Wednesday, July 20, 2011

Error handling - C++ error handler tutorial

Assume an application is assembled from independently developed modules. How should errors detected by module M be handled? M has four choices:

1. Ignore the error.
2. Flag the error.
3. Display an error message, then gracefully terminate the program.
4. Repair the error, then continue.
The first option is just lazy programming. Ignoring an error will probably cause the program to enter an unstable state and eventually crash. When a program crashes, the operating system may print a cryptic message such as "core dump" or "segmentation violation," or the operating system may also enter an unstable state and eventually crash, requiring a reboot of the computer.
The second option is the one employed by the standard stream library. For example, when we attempt to extract a number from an input file stream, s, that doesn't contain a number, or when we attempt to associate s with a file that doesn't exist, then s enters a fail state, which we can detect by calling s.fail() or by comparing s to the null pointer. If we forget to occasionally check the state of s and repair it if it has failed:
if (s.fail())
{
   s.sync();
   s.setstate(ios::goodbit);
}
then subsequent operations on s quietly turn into no-ops (i.e., operations that do nothing when they are executed). The program will speed passed subsequent read operations without pausing to extract data. Setting error flags places too much trust and too much burden on client modules.
The third option is ideal when we are debugging an application. When a problem occurs, the programmer wants to know what and where, which is what a good error message should tell him. Graceful termination means the program stops immediately and returns control to the operating system or debugger. We can achieve both of these goals by defining and calling a universal error() function:
inline void error(const string& gripe = "unknown")
{
   cerr << "Error, " << gripe << "!\n";
   exit(1);
}
The exit() function terminates the program and returns a termination code to the operating system or debugger. Termination code 0 traditionally indicates normal termination, while termination code 1 indicates abnormal termination.
After an application has been released to clients, option 3 is no longer acceptable. Clients will be annoyed if the program terminates unexpectedly and they lose all of their unsaved data. We must use option 4 in this situation. When an error is detected, the program must trace back to the point where the error was introduced. The state of the program at this point must be restored. If the error was caused by a bad user input, for example, then the program might prompt the user to reenter the data.
The problem with option 4 is that just because module M may detect an error, doesn't mean module M can repair the error.

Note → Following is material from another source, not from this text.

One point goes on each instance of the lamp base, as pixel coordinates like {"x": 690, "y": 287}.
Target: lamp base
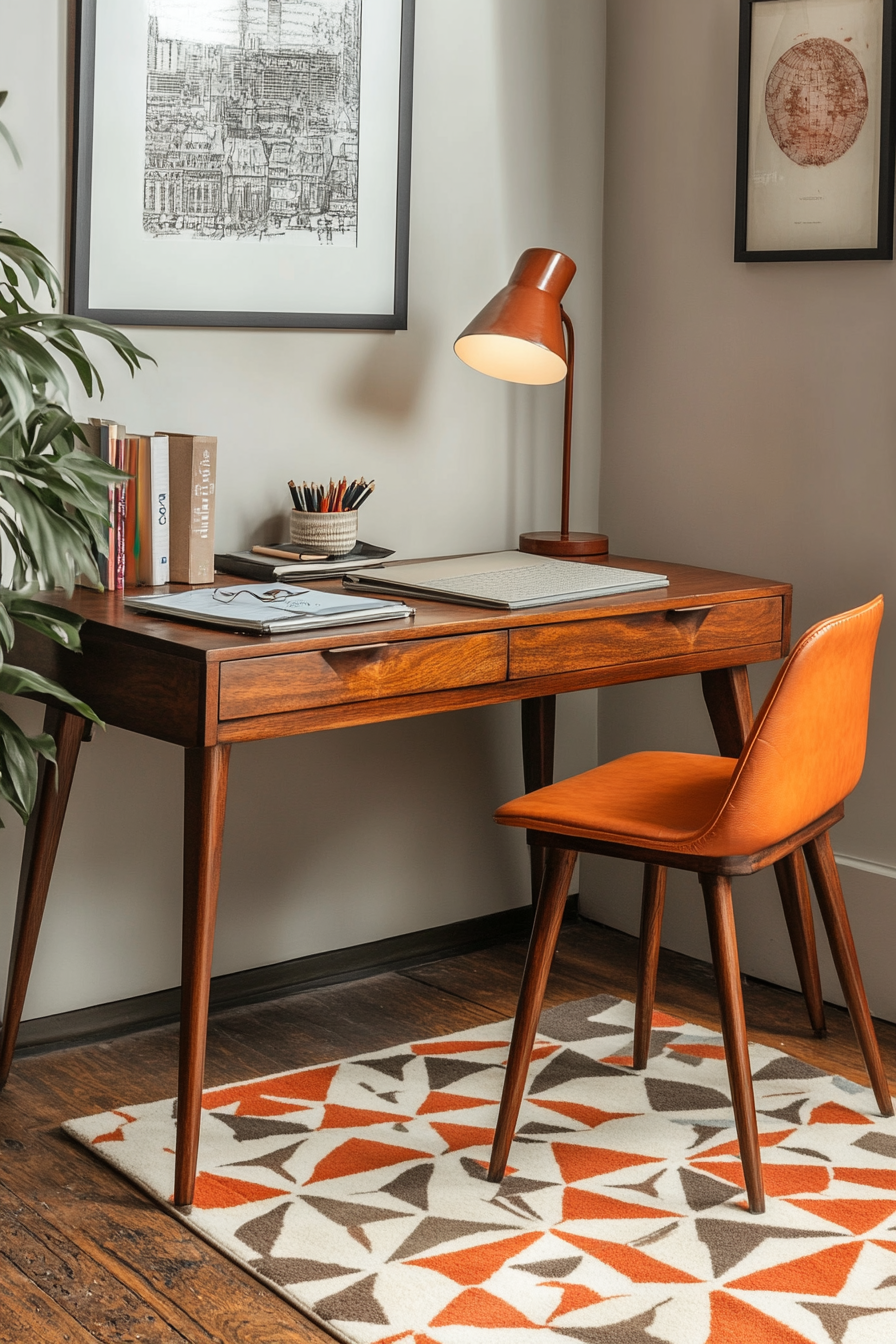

In fact, handling the error should be left up to client modules. For example, assume M is a package of mathematical functions called Math and UI is a user interface package that uses Math:
Suppose the UI package prompts the user for a number x, then some time later passes x to a log() function defined in Math and displays the result:
double x;
cout << "enter a number: ";
cin >> x;
// etc.
double result = Math::log(x);
cout << "result = " << result << endl;
// etc.
Suppose the user entered a negative number. Of course Math::log() will probably detect that its input is negative and therefore does not have a logarithm. But what should Math::log() do about the bad input? It's the responsibility of the UI package to interact with the user. If the log() function attempts to bypass the UI by reporting the error directly to the user and asking for another input, then it limits its reusability. For example, we wouldn't want to use such a function in a system with a graphical user interface. Also, result may be needed by subsequent calculations just as x may have been needed by previous calculations. Computing the log of a different number may not be relevant in this context.
Perhaps functions in the Math package could return some sort of error tokens to client packages when they detect bad inputs. This idea isn't bad, but it has several drawbacks. First, what should the error token be? For example, if a function returns a double, then we must either agree on a designated double to be used as the error token, which means this number can never be a normal return value. For example, many platforms provide a floating point representation of NaN (Not a Number), which can be referenced in C++ by the expression:
numeric_limits<double>::quiet_NaN
Of course we will have to do this for all possible return types. Alternatively, we could assign output values to a reference parameter and return a Boolean flag indicating if the operation was successful:
bool log(double value, double& result)
{
   
if (value <= 0) return false; // log failed
   result = ...; // calculate log of value
   return true; // log succeeded
}
A bigger problem is that clients must check for the error token each time a function is called. If the return value is an error token, then the client must either handle the error or return an error token to its caller. For example, the following function uses our log() function to calculate the maximum data rate of a communication channel with bandwidth bw and signal-to-noise ration snr:
bool dataRate(double snr, double bw, double& result)
{
   double factor;
   if (!log(1 + snr, factor)) // factor = log of 1 + snr
      return false; // dataRate failed
   result = bw * factor;
   return true; // dataRate succeeded
}


Catch and Throw

C++, Java, and other languages provide an error reporting mechanism that is similar to the idea of returning error tokens. When a function detects an error, it creates an error token called an exception, then uses the throw operator to "return" the exception to its caller:
double log(double x)
{
   if (x <= 0)
   {
      BadInputException exp(x);
      throw exp;
   }
   // calculate & return logarithm of x
}
A throw statement is similar to a return statement: it causes log() to terminate immediately. However, the exception returned by the throw statement is an arbitrary object that doesn't need to match the return type of the function. In our example the exception is an instance of an error token class we invented for representing and encapsulating all bad inputs:
class BadInputException
{
public:
   BadInputException(double x = 0) { irritant = x; }
   double getIrritant() { return irritant; }
private:
   double irritant;
};
Any other type of object could be thrown instead:
double log(double x)
{
   if (x <= 0)
   {
      string exp("bad input");
      throw exp;
   }
   // calculate & return logarithm of x
}
C++ even allows us to specify the types of exceptions a function might throw. For example, assume we define two exception classes for distinguishing between negative and zero inputs:
class NegInputException: public BadInputexception { ... };
class ZeroInputException: public BadInputexception { ... };
Here is how we can specify that our log() function might throw either exception:
double log(double x) throw (NegInputException, ZeroInputException)
{
   if (x < 0) throw NegInputException(x);
   if (x == 0) throw ZeroInputException();
   // calculate & return logarithm of x
}
Unlike Java, the compiler doesn't require us to declare which exceptions a function might throw. Also, the C++ compiler doesn't generate an error if a function throws a different type of exception than the ones specified. If this happens a system function named unexpected() is automatically called. The default implementation of unexpected() terminates the program.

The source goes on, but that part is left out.